By Lei Tong

Setting the right recruiting strategy can be a real challenge. For example, senior executives at a leading professional services firm needed answers about a decline in the number of new job applicants, particularly for hard-to-fill science, technology, engineering and mathematics (STEM) roles critical to the firm’s growth. Similarly, a major medical center saw that some critical patient service roles were not being filled fast enough to meet demand. The risk to their mission was escalating.

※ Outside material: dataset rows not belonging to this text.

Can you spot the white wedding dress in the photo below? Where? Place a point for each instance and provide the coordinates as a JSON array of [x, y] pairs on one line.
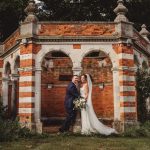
[[89, 121]]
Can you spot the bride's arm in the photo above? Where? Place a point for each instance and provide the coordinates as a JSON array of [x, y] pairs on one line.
[[86, 91]]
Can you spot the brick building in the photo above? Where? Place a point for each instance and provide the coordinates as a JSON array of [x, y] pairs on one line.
[[38, 59]]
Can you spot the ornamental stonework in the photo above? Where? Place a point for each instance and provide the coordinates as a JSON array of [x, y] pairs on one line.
[[11, 41], [77, 29]]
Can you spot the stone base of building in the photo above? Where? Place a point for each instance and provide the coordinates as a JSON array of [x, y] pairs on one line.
[[35, 127], [122, 126], [39, 127]]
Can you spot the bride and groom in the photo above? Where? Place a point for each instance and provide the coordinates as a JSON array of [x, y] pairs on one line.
[[89, 121]]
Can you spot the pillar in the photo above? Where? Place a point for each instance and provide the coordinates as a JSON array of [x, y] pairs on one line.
[[38, 100], [127, 90], [27, 86]]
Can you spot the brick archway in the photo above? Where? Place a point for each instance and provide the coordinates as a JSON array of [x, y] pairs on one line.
[[55, 76], [99, 66]]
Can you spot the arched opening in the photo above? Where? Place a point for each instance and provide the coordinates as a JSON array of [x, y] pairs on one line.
[[55, 76], [8, 88], [15, 88], [99, 66]]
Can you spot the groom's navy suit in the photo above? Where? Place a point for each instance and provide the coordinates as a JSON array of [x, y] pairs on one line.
[[71, 94]]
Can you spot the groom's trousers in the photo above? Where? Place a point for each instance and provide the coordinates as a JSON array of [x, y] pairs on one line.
[[70, 120]]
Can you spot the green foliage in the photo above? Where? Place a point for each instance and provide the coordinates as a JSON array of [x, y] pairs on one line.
[[143, 92], [11, 130], [12, 12]]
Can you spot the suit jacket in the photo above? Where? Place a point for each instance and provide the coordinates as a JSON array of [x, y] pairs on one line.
[[71, 94]]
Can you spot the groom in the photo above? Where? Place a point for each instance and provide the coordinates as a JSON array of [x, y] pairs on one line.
[[71, 93]]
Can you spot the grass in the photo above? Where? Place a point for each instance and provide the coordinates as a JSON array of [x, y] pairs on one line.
[[74, 142]]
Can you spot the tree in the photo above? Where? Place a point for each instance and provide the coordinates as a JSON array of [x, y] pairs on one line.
[[11, 13]]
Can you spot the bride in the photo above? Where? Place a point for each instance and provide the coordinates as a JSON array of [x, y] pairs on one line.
[[89, 121]]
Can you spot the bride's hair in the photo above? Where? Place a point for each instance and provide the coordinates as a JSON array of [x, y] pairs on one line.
[[85, 76]]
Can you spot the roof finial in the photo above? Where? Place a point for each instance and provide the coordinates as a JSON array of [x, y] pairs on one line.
[[121, 11], [144, 32], [31, 10]]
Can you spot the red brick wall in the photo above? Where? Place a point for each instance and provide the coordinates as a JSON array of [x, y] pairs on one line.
[[102, 98], [52, 102], [53, 99], [77, 29]]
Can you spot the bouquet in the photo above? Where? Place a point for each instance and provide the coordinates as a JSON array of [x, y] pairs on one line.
[[79, 103]]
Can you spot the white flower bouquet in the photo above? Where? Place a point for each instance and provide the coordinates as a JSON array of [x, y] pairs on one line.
[[79, 103]]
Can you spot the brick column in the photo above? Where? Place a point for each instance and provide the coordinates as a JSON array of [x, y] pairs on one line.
[[1, 68], [127, 92], [38, 100], [27, 85]]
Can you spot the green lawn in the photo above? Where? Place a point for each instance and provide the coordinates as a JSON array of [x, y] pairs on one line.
[[71, 142]]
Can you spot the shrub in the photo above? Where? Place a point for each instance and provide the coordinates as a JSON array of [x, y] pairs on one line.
[[142, 131], [11, 129]]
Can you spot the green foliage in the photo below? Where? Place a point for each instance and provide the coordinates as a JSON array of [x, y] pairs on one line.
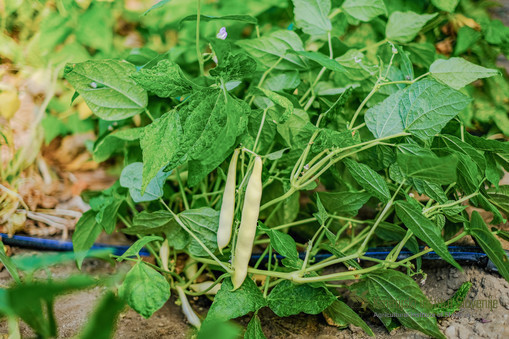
[[288, 299], [342, 315], [423, 109], [490, 245], [457, 72], [353, 105], [144, 289], [404, 26], [230, 304], [384, 289], [107, 88]]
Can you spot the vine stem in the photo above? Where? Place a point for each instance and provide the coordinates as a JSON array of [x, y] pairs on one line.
[[453, 240], [182, 190], [429, 210], [198, 52], [318, 77], [380, 218], [191, 233]]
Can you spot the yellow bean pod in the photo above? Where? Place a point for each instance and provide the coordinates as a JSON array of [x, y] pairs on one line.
[[247, 229], [224, 232]]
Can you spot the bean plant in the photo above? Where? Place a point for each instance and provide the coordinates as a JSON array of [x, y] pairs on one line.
[[261, 165]]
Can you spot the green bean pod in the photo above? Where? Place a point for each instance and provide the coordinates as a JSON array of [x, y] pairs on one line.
[[247, 228], [224, 232]]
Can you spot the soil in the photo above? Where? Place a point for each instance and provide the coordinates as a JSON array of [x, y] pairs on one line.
[[72, 310]]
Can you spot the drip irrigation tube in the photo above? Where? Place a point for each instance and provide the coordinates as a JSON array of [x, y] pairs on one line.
[[469, 255]]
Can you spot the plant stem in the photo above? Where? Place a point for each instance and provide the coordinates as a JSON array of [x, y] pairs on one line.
[[260, 129], [209, 252], [453, 240], [182, 190], [380, 218], [198, 52]]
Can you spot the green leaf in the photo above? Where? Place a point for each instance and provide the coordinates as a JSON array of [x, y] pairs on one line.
[[85, 234], [230, 304], [392, 292], [33, 301], [232, 66], [33, 262], [280, 101], [156, 5], [350, 264], [454, 143], [404, 26], [322, 214], [144, 289], [490, 245], [312, 16], [137, 246], [433, 169], [131, 178], [254, 329], [322, 60], [287, 299], [424, 229], [282, 243], [9, 265], [484, 144], [234, 17], [364, 10], [343, 202], [500, 198], [445, 5], [219, 330], [203, 132], [422, 109], [203, 222], [107, 214], [268, 49], [466, 38], [165, 80], [342, 315], [107, 88], [115, 142], [102, 323], [160, 145], [369, 180], [457, 72]]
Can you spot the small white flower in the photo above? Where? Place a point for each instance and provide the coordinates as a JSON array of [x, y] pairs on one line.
[[222, 33]]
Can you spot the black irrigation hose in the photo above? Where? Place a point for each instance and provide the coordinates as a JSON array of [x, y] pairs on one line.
[[469, 255]]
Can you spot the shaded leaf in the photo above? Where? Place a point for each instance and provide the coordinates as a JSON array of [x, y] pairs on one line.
[[107, 88], [144, 289], [490, 245], [424, 229]]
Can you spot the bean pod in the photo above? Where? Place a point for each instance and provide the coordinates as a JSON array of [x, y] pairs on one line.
[[247, 229], [224, 232]]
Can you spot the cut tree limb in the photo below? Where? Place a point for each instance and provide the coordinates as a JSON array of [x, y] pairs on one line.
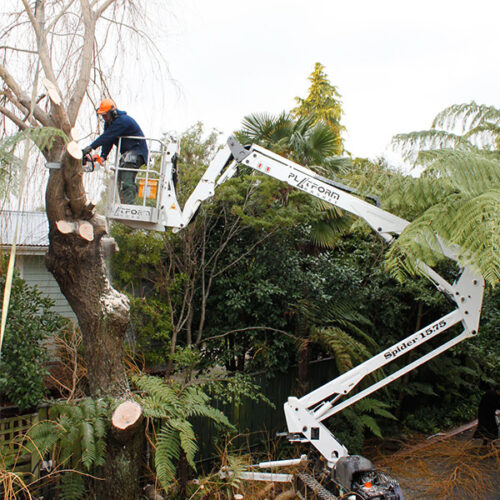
[[74, 150], [81, 227]]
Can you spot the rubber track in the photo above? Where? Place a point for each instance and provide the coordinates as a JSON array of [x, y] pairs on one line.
[[317, 488]]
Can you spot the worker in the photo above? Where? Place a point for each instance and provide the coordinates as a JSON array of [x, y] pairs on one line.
[[134, 152], [487, 426]]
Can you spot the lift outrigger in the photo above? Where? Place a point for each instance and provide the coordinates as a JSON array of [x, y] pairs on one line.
[[158, 209]]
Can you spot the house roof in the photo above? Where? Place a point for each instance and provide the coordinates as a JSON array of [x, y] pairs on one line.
[[32, 232]]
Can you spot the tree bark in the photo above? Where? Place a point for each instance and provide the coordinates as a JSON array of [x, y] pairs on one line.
[[78, 266]]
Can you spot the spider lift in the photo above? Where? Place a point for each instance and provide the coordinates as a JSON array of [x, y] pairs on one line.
[[158, 209]]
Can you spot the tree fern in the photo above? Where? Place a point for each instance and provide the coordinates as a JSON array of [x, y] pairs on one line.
[[458, 193], [167, 453], [75, 436], [170, 406], [466, 116]]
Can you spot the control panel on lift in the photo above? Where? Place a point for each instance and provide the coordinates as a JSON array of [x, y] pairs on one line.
[[155, 195]]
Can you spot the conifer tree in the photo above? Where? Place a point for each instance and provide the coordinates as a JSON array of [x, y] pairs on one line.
[[322, 104]]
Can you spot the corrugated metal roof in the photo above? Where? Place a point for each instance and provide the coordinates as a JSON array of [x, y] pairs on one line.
[[33, 228]]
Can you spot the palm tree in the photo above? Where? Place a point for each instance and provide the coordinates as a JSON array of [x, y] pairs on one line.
[[311, 143]]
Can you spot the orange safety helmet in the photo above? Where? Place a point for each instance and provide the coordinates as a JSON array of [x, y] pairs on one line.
[[105, 106]]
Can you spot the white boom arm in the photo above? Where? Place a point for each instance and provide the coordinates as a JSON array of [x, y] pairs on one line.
[[304, 415]]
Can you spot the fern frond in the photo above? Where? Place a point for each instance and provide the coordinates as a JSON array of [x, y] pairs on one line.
[[88, 444], [167, 452], [72, 487], [409, 145], [344, 347], [164, 395], [465, 116], [187, 439], [467, 172], [43, 437], [374, 406], [368, 422]]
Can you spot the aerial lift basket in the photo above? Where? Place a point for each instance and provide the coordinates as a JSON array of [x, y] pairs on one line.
[[155, 187]]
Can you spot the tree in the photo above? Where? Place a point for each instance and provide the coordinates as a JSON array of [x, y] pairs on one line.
[[68, 65], [457, 195], [322, 104]]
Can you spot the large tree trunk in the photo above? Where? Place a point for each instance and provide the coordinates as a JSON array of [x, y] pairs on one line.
[[76, 261]]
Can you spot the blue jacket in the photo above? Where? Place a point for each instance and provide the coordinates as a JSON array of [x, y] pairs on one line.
[[122, 125]]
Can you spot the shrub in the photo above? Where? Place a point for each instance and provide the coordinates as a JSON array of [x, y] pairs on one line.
[[30, 320]]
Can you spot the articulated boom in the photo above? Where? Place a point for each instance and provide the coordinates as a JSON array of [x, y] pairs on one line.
[[304, 415]]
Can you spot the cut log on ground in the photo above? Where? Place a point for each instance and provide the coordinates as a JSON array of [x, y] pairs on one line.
[[126, 419]]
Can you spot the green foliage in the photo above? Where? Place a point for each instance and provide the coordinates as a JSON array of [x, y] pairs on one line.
[[75, 438], [30, 321], [171, 405], [303, 140], [356, 421], [322, 104]]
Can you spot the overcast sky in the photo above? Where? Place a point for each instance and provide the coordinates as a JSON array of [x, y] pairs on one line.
[[395, 63]]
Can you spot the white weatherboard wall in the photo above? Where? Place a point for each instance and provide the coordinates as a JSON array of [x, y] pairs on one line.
[[32, 269], [32, 244]]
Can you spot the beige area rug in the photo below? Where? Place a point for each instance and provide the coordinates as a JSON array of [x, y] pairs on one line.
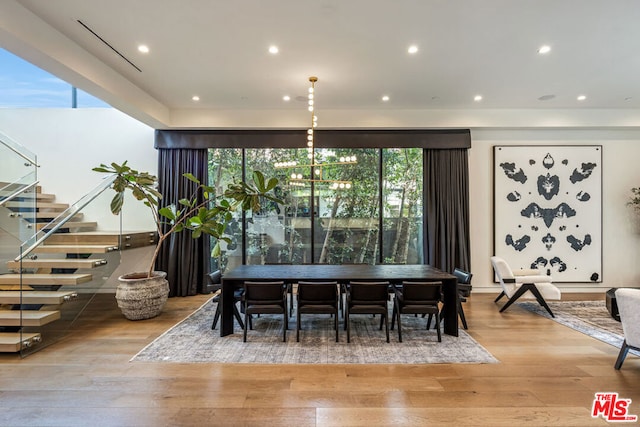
[[589, 317], [193, 341]]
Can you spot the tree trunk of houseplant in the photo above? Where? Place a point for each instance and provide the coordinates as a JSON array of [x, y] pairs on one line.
[[140, 297]]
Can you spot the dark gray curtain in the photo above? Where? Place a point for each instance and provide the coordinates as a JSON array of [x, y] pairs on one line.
[[447, 209], [186, 260]]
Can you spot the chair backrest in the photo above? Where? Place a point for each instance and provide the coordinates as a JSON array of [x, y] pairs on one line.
[[464, 277], [264, 292], [318, 292], [421, 292], [368, 292], [628, 301], [502, 269]]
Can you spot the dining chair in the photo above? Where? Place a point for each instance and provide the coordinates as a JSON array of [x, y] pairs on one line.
[[628, 301], [417, 298], [367, 298], [317, 298], [290, 286], [265, 298], [516, 283], [464, 291]]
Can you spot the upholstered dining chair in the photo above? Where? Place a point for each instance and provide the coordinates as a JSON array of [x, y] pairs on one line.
[[417, 298], [265, 298], [367, 298], [628, 301], [516, 283], [290, 286], [464, 292], [317, 298]]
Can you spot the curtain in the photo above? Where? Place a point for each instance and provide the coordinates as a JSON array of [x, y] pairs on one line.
[[447, 209], [185, 260]]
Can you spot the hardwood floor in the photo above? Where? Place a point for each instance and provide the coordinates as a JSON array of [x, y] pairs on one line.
[[547, 377]]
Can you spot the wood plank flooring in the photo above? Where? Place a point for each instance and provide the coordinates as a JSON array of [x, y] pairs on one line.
[[547, 377]]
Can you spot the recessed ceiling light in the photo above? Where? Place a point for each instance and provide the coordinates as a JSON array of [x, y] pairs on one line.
[[544, 49]]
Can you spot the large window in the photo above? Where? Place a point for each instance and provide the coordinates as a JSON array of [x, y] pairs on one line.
[[402, 206], [349, 206]]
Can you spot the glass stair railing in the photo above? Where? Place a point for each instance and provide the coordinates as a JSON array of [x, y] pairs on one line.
[[58, 271], [18, 189]]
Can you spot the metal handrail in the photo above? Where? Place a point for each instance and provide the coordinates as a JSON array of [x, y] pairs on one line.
[[14, 147], [18, 192], [67, 214]]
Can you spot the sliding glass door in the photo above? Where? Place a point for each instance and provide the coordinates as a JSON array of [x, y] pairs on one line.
[[342, 206]]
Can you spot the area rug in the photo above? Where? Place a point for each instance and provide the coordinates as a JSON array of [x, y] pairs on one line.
[[589, 317], [193, 341]]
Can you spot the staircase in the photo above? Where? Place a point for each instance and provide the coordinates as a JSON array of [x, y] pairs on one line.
[[42, 294]]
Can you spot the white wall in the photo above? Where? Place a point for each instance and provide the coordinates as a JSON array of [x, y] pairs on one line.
[[621, 235], [70, 142]]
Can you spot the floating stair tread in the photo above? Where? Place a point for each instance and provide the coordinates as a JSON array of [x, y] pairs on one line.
[[45, 279], [38, 196], [52, 215], [56, 263], [11, 342], [43, 205], [130, 239], [28, 317], [76, 249], [70, 224], [35, 297]]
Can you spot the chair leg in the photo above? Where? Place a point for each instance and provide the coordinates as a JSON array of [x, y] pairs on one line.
[[393, 315], [534, 290], [216, 316], [519, 292], [461, 314], [247, 324], [285, 326], [236, 313], [290, 292], [624, 349], [386, 323]]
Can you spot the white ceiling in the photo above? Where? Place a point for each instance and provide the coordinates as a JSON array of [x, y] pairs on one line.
[[218, 49]]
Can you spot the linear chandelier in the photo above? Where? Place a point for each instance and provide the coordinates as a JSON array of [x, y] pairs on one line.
[[297, 179]]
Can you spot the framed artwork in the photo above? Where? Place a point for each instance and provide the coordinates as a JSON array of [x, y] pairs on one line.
[[548, 209]]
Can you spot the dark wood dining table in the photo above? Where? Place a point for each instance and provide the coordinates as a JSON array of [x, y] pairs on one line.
[[342, 274]]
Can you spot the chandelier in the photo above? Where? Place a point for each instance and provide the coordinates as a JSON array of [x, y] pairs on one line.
[[298, 179]]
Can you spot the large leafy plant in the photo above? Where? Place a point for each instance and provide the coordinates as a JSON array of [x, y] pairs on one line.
[[203, 212]]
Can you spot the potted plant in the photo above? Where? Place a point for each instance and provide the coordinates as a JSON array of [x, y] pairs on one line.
[[141, 295]]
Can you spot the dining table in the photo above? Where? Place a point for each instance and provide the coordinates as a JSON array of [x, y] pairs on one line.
[[292, 273]]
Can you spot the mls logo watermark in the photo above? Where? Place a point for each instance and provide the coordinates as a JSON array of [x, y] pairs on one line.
[[612, 408]]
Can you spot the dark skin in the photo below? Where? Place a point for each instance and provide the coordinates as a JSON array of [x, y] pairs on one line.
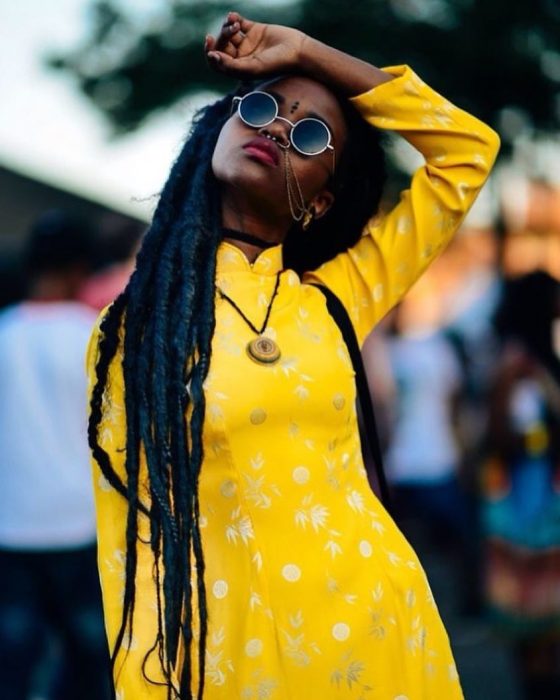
[[254, 191]]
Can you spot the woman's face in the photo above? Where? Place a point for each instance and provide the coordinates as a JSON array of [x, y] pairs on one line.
[[251, 166]]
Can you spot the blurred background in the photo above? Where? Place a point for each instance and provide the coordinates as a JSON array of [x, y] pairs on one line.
[[96, 100]]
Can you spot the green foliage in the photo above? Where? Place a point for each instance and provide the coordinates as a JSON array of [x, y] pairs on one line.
[[485, 55]]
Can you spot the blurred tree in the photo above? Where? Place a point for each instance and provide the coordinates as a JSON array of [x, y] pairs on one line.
[[497, 58]]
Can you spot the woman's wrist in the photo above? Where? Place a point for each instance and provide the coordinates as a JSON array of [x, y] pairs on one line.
[[341, 72]]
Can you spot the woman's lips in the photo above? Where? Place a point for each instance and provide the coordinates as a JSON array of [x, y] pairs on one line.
[[263, 149]]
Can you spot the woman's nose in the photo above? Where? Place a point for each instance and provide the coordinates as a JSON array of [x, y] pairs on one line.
[[278, 131]]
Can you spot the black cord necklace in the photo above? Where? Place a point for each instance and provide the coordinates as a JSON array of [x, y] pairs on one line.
[[236, 235], [262, 350]]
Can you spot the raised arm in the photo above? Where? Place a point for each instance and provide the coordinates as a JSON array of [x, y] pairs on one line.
[[246, 49], [395, 249]]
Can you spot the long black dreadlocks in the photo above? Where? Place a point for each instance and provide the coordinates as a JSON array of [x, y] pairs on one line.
[[164, 322]]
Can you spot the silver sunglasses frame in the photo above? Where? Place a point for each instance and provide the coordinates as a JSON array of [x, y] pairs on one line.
[[238, 100]]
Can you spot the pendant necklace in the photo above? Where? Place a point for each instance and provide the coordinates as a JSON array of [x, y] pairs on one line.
[[262, 350]]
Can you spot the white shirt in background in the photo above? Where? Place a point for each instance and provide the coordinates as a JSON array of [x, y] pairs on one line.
[[427, 374], [46, 499]]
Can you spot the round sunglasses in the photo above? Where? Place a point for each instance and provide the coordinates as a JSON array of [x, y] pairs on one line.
[[309, 136]]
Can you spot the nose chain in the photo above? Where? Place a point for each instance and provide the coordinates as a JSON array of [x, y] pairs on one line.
[[296, 201], [262, 350]]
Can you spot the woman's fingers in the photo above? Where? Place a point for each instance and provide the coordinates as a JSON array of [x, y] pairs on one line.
[[244, 23]]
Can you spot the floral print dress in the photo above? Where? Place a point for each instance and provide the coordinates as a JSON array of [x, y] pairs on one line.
[[312, 590]]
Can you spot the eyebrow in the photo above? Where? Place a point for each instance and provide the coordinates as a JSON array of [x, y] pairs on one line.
[[282, 100]]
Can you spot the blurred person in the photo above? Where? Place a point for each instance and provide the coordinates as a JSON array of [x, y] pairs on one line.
[[424, 455], [49, 586], [521, 482], [223, 429], [115, 258]]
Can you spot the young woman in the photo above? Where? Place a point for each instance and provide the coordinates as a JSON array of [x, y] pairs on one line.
[[242, 553]]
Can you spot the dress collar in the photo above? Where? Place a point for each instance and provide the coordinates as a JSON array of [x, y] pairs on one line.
[[232, 259]]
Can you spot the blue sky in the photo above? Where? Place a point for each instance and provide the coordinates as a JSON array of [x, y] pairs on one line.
[[49, 131]]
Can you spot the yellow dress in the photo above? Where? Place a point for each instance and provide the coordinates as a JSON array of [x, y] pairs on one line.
[[313, 592]]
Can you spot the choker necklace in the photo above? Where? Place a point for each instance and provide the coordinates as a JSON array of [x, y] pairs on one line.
[[262, 350], [247, 238]]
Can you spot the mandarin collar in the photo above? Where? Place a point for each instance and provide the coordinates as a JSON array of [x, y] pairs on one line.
[[232, 259]]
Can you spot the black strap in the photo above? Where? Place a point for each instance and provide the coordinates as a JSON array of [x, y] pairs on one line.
[[369, 433]]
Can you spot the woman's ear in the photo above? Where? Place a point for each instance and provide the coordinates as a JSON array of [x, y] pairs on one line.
[[321, 203]]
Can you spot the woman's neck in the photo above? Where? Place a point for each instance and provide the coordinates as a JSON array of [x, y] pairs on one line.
[[250, 233]]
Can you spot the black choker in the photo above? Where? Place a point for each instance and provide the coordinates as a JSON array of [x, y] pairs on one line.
[[247, 238]]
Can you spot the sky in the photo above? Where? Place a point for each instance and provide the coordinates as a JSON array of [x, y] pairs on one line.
[[49, 131]]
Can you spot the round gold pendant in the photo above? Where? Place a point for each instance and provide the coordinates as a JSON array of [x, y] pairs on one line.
[[263, 350]]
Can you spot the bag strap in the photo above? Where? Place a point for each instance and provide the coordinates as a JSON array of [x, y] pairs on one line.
[[369, 434]]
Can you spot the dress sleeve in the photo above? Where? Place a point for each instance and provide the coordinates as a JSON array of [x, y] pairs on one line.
[[112, 509], [395, 249]]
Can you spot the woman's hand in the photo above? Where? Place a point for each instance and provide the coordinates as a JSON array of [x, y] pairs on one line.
[[246, 49]]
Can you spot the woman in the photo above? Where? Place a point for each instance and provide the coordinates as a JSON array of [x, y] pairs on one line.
[[248, 558]]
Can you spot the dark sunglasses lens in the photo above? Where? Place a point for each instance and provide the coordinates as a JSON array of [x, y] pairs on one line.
[[257, 109], [310, 136]]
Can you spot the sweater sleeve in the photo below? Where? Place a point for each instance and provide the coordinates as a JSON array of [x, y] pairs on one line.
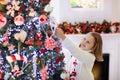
[[83, 56]]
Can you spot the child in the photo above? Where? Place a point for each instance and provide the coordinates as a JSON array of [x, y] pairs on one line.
[[89, 50]]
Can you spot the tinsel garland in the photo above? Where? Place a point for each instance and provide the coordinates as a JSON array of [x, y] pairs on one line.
[[85, 27]]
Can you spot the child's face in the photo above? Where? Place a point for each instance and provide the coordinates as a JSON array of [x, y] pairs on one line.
[[87, 42]]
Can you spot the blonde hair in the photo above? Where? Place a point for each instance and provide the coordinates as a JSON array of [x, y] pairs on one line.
[[97, 49]]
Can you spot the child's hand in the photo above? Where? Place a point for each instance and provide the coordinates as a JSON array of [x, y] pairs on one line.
[[59, 33]]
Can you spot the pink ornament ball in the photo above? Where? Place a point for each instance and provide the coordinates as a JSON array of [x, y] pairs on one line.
[[18, 20], [3, 21], [43, 18]]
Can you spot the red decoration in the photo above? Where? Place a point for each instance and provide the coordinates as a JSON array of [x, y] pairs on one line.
[[50, 43], [18, 20], [3, 21], [43, 18]]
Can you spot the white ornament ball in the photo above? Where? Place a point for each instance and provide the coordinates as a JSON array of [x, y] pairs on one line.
[[19, 20], [3, 21]]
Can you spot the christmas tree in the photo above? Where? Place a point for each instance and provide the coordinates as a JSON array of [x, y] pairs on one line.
[[29, 50]]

Like many other organizations, four recruiting pain points were undermining their strategies:

  1. Competition for Talent—The symptoms of this challenge include not being able to attract the right applicants or expand the labor pool; an employment brand eroded by social media and other market factors; an undifferentiated employee value proposition; and one-size-fits-all sourcing strategies that don’t distinguish critical opens from those that are less crucial.
  2. Process Execution—Advertising through existing channels may be attracting the wrong candidates, thus undermining recruiter productivity. Assessments commonly are used ineffectively for key roles. Drawn-out recruitment processes prompt qualified candidates to drop out.
  3. Recruiting Performance—Underperforming recruiters may be hiding in plain sight. Recruiters do the same job differently, with mixed results. Screening at the early stages is often not focused on the key characteristics of the position, particularly when recruiters are unsure about how to address new types of roles.
  4. Diagnostics and Reporting—“Days to fill” and offer acceptance rates are lagging that add little value. Without data and insights from a quantifiable fact base, diagnosing the root cause of problems is difficult. Often, there are no ROI measures for recruiting campaigns. Without an ability to identify changes in talent market competition, employers can be left behind.

If your company is familiar with these pain points, you may be suffering any number of consequences. Key roles remain open for too long and overall talent quality declines. Non-value-added activities waste recruiter time. Candidates aren’t effectively screened. You may be left to play catch-up, as top talent is lost to competing organizations. And ultimately, your reputation as an employer suffers.

Fortunately, it is possible to diagnose and address these problems by leveraging the recruiting data you probably already have. The key? A combination of analytical rigor and a focus on practicality and value.

Competition for Talent. For example, the search for the best candidates in specific markets can be improved by determining which competitors are the best source of high performers. Past employment history is already in most companies’ enterprise data. It is also possible to efficiently find new talent by analyzing your employees’ LinkedIn network of connections (with their permission, of course). Finding potential candidates that are already connected to your employees gives recruiters a tremendous advantage.

Process Execution. To improve the execution of recruiting processes, we have aggregated data across recruiters to assess performance for specific, hard-to-fill roles. This analysis can determine if variances are the result of individual recruiter performance or problems with broader systems and processes, and help management make the right decisions to improve results. In other cases we have used analytics to measure candidate loss rates at each phase of the recruiting funnel and how those rates are changing over time. Identifying where candidates are lost can pinpoint opportunities for improvement.

Recruiting Performance. You can improve talent quality and time-to-fill by evaluating the recruiting team’s performance. For example, try evaluating individual recruiters across metrics such as applications handled; screens and interiews conducted; offers; acceptances and retention rate hires. When we have helped clients with this in the past, we uncovered opportunities to help recruiters improve their individual performance as well as systemic issues.

Diagnostic and Reporting. Finally, building the right reporting and diagnostic infrastructure can increase transparency and quickly highlight opportunities for improvement. The most valuable systems satisfy the information needs of a variety of stakeholders—the hiring manager seeking the right talent at the right time, at the right price; individual recruiters, and the CHRO with overall recruiting responsibility.